Abstract

Achieving an economy-wide net-zero emissions goal by mid-century in the United States entails transforming not only the physical energy system, but also the energy workforce. In this study, we develop and demonstrate a labor model, tailored to the context of energy system transitions, and coupled with geospatially-resolved, supply-side energy system activity projections. We find that a net-zero transition supports an annual average of approximately 3 million direct jobs or $200B in wages during the first decade, and approximately 4-8 million direct jobs or $200B-$500B during the 2040s. The modeled supply-side energy workforce represents of 1.5% of the total U.S. labor force in 2020, increasing to 2.5-5% by mid-century. Boom-and-bust cycles arise, with employment and wage losses in declining fossil fuel sectors offset (in aggregate) by increases in low carbon resource sectors. We further estimate training, education, and experience requirements, finding that the diversity of workforce development needs will be similar to historical transitions, but at a much larger scale over a sustained time period.
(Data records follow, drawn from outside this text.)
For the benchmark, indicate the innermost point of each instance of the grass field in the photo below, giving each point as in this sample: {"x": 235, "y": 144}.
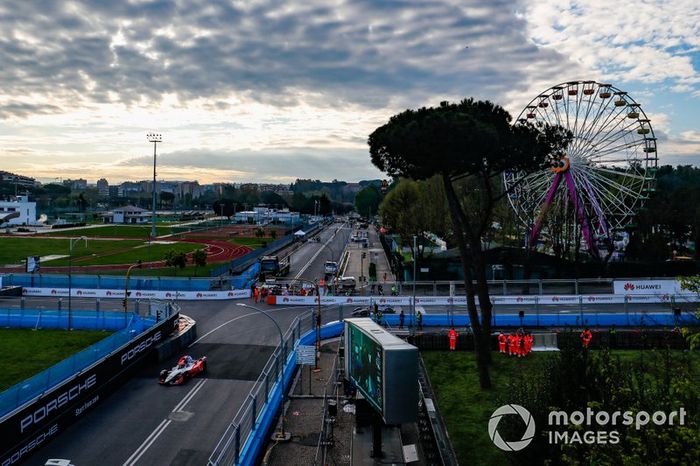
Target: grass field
{"x": 117, "y": 231}
{"x": 251, "y": 242}
{"x": 142, "y": 252}
{"x": 29, "y": 352}
{"x": 16, "y": 250}
{"x": 189, "y": 271}
{"x": 466, "y": 409}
Labor pathways are influenced by policy-mediated factors such as technology selection, pace of infrastructure expansion, infrastructure siting and investment decisions, oil and gas exports, workforce development, labor productivity, and extent of domestic manufacturing. We show that most states have the potential to experience long-term expansion in the supply-side energy workforce, but substantial state-level variation is possible in labor pathways depending on resource availability, siting decisions, and political bargaining.